Kısacası, AKP, Özal döneminde başlayan ama 1990’larda kesintiye uğrayan, gecikmiş ya da faz farkı yapmış bir rejim dönüşümünü sağladı. Ama henüz mevcut dönüşümü konsolide edemedi, pekiştiremedi. Çünkü dönüşüm, küresel ekonomik krize ve krizle birlikte yeni küresel ihtiyaçlara ve politikalara denk geldi ve dönüşümün kapsamı genişlerken, egemenler arasında yeni hesaplaşmalar gündeme girdi.
Özal’ın son yılları, 1990’lar küreselleşmenin genişleme evresiydi. Özal’ın arzuladığı türden bir rejim dönüşümü, o dönemlerde Türkiye’nin emsali olabilecek, mesela 1990 başlarında G.Afrika Cumhuriyeti, Hindistan ve daha sonra 2000 başlarında Brezilya gibi ülkelerde gerçekleşmişti.
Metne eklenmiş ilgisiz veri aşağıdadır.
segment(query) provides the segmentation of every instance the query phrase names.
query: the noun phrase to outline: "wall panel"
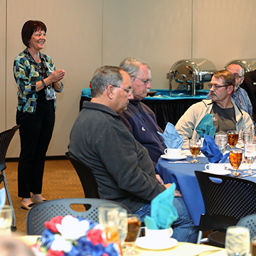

Ancak Türkiye’de 2007’ye kadar, yani yaklaşık 15-20 yıl ertelenen ihtiyaçlar, 2008 küresel krizi sonrasında çok daha genişledi. 1990’lı yıllarda gerçekleştirilemeyen rejim dönüşümü açısından, 2010’lu yıllarda bu sefer yeni bir uluslararası atmosferle karşılaşıldı. Kriz bütün dünyada sadece bir iktisadi kriz olmaktan çıktı, yapısal kriz giderek derin bir sosyal ve politik krize dönüştü. 90’lı yıllardaki yapay genişleme evresi bitti, demokrasi, özgürlük söylemleri sona erdi. Dolayısıyla, Dünya Bankası programlarına uyum sağlama, uluslararası sermaye düzlemine entegre olma, Ortadoğu’ya Kürt sorunu üzerinden müdahil olma eksenleri üzerinden biçimlendirilmesi hedeflenen 1990’lı yıllardaki rejim dönüşümü, günümüzde çok daha derin bir bütünleşme basıncı altına girdi. (2000’lerden başlayarak) ama esas olarak 2010’lu yıllarda sistematik hale gelerek, ilkel birikimin en yoğun biçimlerde uygulandığı çok daha gerici ve baskıcı, yeni bir düzlem çerçevesinde neoliberalizmin yeni bir evresine girildi. Bu evrede neoliberalizmin krizinin çözümü olarak “daha derin neoliberalizm” ileri sürülmekte. Uluslararası ölçekteki bu gelişmeler Türkiye’deki gecikmeli rejim dönüşümünü çok daha derin sorunlarla karşı karşıya bırakıyor. Türkiye’deki rejim dönüşümü artık sadece bir önceki dönemin ihtiyaçlarını değil, krizle birlikte gelen yeni dönemin ihtiyaçlarını da kapsayan çok daha geniş bir ajandaya sahip. O nedenle de 2007’den bu yana sürekli, bir yandan rejim dönüşümü semptomlarıyla, diğer yandan yeni ihtiyaçların karşılanmasını içeren bir dönüşüm basıncının gerilimleriyle karşı karşıya kalınıyor. İstikrarsızlık ve rejimi yeniden yapılandırmaya dönük hamleler bitmek bilmiyor.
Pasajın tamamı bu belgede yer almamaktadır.